The report's findings come as the impoverished southern African nation is facing perhaps its biggest political crisis since it gained independence in 1980. President Robert Mugabe, Zimbabwe's only post-independence ruler, declared this week that he will refuse to cede power if opposition leader Morgan Tsvangirai wins the June 27 runoff election, as expected. This month, Mugabe's government ordered aid groups to suspend field operations, saying they had conspired with opposition political leaders to bring down his government.
"The current political crisis is compounding an already deep social, economic and humanitarian crisis," U.N. Secretary-General Ban Ki-moon said Wednesday in a briefing to the U.N. General Assembly. The suspension of aid groups "comes at a time when food security is deteriorating and people are becoming even more vulnerable."

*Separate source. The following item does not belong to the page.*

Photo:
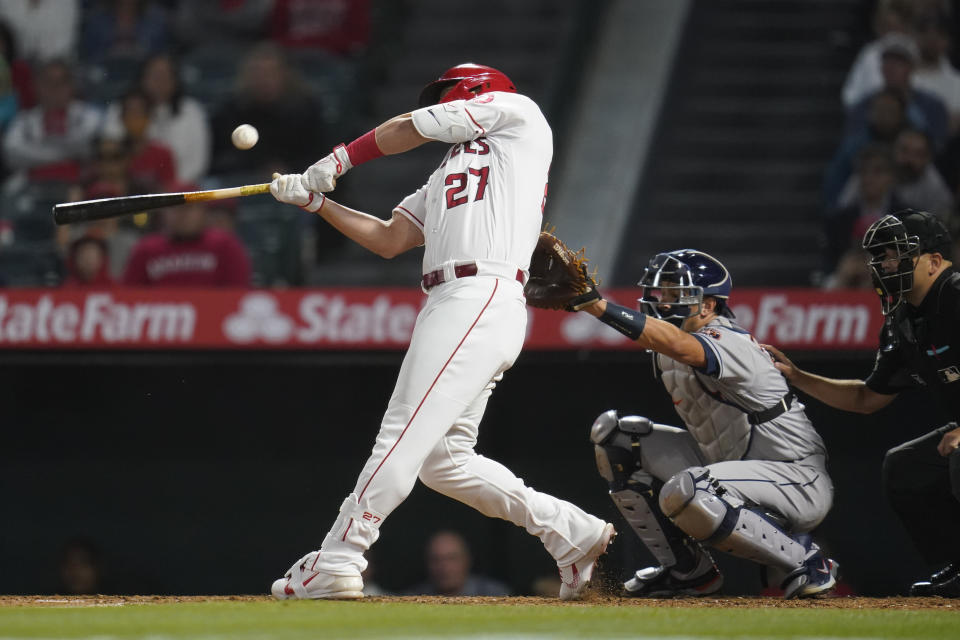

Secretary of State Condoleezza Rice said she and the foreign minister of Burkina Faso would convene a meeting Thursday of U.N. Security Council members to draw attention to the electoral crisis in Zimbabwe. She urged African leaders to tell Mugabe that "the people of Zimbabwe deserve a free and fair election, that you cannot intimidate opponents, you cannot put opponents in jail."
Heavy rainfall in December and early January submerged huge swaths of Zimbabwe's cropland under water for weeks, while a stretch of dry weather that followed undermined farmers' efforts to recover. Locally produced staples such as corn and wheat will fall 40 percent compared to last year's harvest.
The United Nations estimates that more than 2 million people in Zimbabwe will need food assistance between July and September; that number is expected to rise to 3.1 million in October and peak around 5.1 million between January and March.
The latest crisis has been exacerbated by the rising costs of key imports, including food and fuel, and by government-imposed price controls that discourage farmers from growing basic staples such as corn.
But it also follows a decade-long economic decline that has shrunk the country's economy by about 44 percent since 1998 and led to the highest rates of hyperinflation in the world. Mugabe's land reform policies -- which transferred white-owned commercial farms to landless black farmers -- have dramatically undercut agricultural productivity.
"The key economic indicators since 2001 paint a picture of rampant unemployment and underemployment," the report states. "For agriculture . . . 2008 may turn out to be one of the worst years since 1992."